紙は神だっ!

イヤマナ ロク

紙は神だっ!

 それは紛れもない事実である。

 そう信じている男がいた。彼にとって植物紙や羊皮紙。全ての紙が信仰の対象なのだ。

 彼にとってコピー用紙は仏像であり、彼にとって製紙工場は神社で、彼にとって紙の発祥地中国はエルサレムだ。

 そして彼は紙を道具として使う文明人類を憎んでいる。教科書の存在に腹を立て学校はまともに通っていない。

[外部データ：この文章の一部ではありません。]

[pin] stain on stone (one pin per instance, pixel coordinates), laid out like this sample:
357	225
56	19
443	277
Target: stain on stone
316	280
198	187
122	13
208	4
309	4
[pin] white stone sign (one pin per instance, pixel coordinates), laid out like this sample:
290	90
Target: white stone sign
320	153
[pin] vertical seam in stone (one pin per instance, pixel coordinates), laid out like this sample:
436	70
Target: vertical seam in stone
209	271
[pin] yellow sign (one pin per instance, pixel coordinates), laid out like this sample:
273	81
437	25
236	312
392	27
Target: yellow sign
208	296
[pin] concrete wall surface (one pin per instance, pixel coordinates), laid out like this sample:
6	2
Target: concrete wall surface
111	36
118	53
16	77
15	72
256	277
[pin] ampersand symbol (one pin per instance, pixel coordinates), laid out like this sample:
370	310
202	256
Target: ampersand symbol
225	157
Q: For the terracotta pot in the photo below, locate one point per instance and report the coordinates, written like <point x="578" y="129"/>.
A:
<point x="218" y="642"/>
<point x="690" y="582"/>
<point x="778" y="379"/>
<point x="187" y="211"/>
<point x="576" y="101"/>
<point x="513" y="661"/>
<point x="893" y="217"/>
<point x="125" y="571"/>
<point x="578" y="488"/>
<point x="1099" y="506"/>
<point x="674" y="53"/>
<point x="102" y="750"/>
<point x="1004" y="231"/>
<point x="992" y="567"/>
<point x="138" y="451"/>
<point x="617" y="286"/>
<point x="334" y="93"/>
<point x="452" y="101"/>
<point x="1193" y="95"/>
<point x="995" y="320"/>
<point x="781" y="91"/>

「御神体にウ⚫︎コつけるなこの糞がっ!」というのでケツが汚い。紙幣に対して「お前らは仏像に人の絵を描くのかアァン!」と言うので、PayPay支払い。中国批判を許さないので5chで要注意人物。絵画にトマト缶を投げようとする。人ん家の障子を勝手に持って帰る。そこかしこで「神を敬え!」と怒鳴り散らす。警備員に摘み出され泣き喚く。そんな調子で何時も迷惑行為を働く。

 こんな人間が25まで生きて行けるのだから神様も人が悪い。

 「ウチの子に何かあったらどう落とし前付けるつもりですか!もー!」母親が怒鳴り散らした。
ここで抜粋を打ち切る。